With a bit of risk and rework, BaMM was able to stage small, outdoor, and distanced concerts over the summer in backyards, porches, and parks in Columbus, Shephard, Helena, McLeod, and White Sulphur Springs, create streamed material in collaboration with the WMPAC and Bozeman Arts Live, and host our annual performance practice workshop on porches across Bozeman. Albeit distanced, it was so deeply satisfying to be with each other and share in music.

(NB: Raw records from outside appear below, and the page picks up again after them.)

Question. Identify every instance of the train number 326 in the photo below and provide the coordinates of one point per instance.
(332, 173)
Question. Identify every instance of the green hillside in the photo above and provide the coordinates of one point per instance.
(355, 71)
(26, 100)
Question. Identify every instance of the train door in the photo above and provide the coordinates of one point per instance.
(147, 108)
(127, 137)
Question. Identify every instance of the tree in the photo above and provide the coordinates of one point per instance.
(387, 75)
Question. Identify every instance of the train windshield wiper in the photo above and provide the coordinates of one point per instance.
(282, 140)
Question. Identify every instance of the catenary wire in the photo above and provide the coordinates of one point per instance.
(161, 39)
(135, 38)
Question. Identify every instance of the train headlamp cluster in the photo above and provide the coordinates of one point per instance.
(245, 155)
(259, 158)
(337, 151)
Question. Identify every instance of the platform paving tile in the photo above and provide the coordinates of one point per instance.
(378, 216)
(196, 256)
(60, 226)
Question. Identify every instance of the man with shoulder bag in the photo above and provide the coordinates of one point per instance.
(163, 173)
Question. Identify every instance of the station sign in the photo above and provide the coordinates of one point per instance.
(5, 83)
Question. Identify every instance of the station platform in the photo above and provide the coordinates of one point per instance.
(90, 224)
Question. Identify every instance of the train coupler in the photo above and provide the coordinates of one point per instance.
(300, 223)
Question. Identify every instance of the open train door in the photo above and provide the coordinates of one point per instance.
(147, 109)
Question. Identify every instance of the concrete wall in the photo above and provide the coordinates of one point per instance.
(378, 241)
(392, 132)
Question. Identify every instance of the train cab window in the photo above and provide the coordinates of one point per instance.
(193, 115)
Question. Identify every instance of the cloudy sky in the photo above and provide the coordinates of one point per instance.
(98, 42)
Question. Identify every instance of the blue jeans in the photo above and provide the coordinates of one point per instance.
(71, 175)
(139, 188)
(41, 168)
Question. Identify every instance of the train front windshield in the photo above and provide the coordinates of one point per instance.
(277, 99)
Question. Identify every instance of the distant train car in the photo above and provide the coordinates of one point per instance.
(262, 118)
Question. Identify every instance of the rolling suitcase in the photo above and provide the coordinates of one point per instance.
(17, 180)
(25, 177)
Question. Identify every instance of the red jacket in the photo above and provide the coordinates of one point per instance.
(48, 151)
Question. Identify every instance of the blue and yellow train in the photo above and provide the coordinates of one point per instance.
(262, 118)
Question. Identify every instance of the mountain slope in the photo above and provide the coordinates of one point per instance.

This season, we’re tremendously excited to make history with the first period instrument commercial recording created in Montana. Thanks to your tremendous support, our Kickstarter exceeded all expectation in reaching our goal in just 3 days! In preparing this program, we’ll visit new communities along the Hi-Line, and present this program safely in large resonant spaces. Early February sees the second installment of Youthful Splendor, featuring young musicians in the unique and valuable experience of leading an orchestra. Late March centers around the incredible Sara Levy, whom we credit with preserving so many beloved pieces in our repertoire today, and affords BaMM the coveted opportunity to play a brilliant Mendelssohn quartet! In late May and early June, a number of events celebrating J.S. Bach and our community will be staged across Gallatin Valley (possibly in celebration of a birthday). We are proud that Baroque Music Montana has been invited to record an episode of Emmy winning PBS television show 11th and Grant, which will feature the haunting voice of a countertenor in a July tour. In August we feature my inspiration for picking up the baroque violin, Julie Andrijeski, with our annual workshop and Will You be My Valentini? Or The Little Ragamuffin, a light-hearted program tracing Corelli’s successor.
Looking ahead to 2021-22, we have another exciting slate of regular concert programs, a landmark recording hot off the press, plus anticipation of ambitious Mozartartian undertakings!
We hope you’ll join us, and thank you for your support.